Тем временем Гец фон Берлихинген вместе с Венделем Гиплером вернулись с заседания крестьянского совета, на котором было зачитано послание вюрцбуржцев, после чего Гец еще раз безуспешно пытался выдвинуть свое предложение: дать Трухзесу фон Вальдбургу бой в открытом поле.
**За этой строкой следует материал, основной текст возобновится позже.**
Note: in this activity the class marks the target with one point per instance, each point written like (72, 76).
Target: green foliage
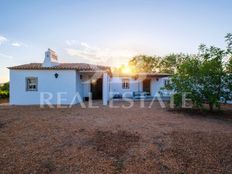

— Вы слышите, как они расходились? Как дикие звери! — сказал Гец своему спутнику, прислушиваясь к шумному плясу крестьян. — Обуздать их можно только строгостью. Помните, как я взывал к их совести, как осуждал их вероломство в Аморбахе? А что толку? Разве здесь, в Мильтенберге, они не принялись опять за грабежи?
— Увы. И кого не пощадили? Моего личного друга Фридриха Вейганда! — согласился Вендель со вздохом. — Они не ведают, как много он сделал для дела освобождения народа. Правда, открыто он не выступал: он болезненный человек и не обладает даром красноречия. Но перо в его руке — это меч огненный. У него светлый ум, и никто лучше его не знает нужд нашей страны. Летучие листки, которых он пустил в народ великое множество, всюду разжигали пламя восстания. По моей просьбе он явился в Аморбах, а крестьяне решили, что он приложил руку к составлению Декларации, и отплатили ему на свой лад.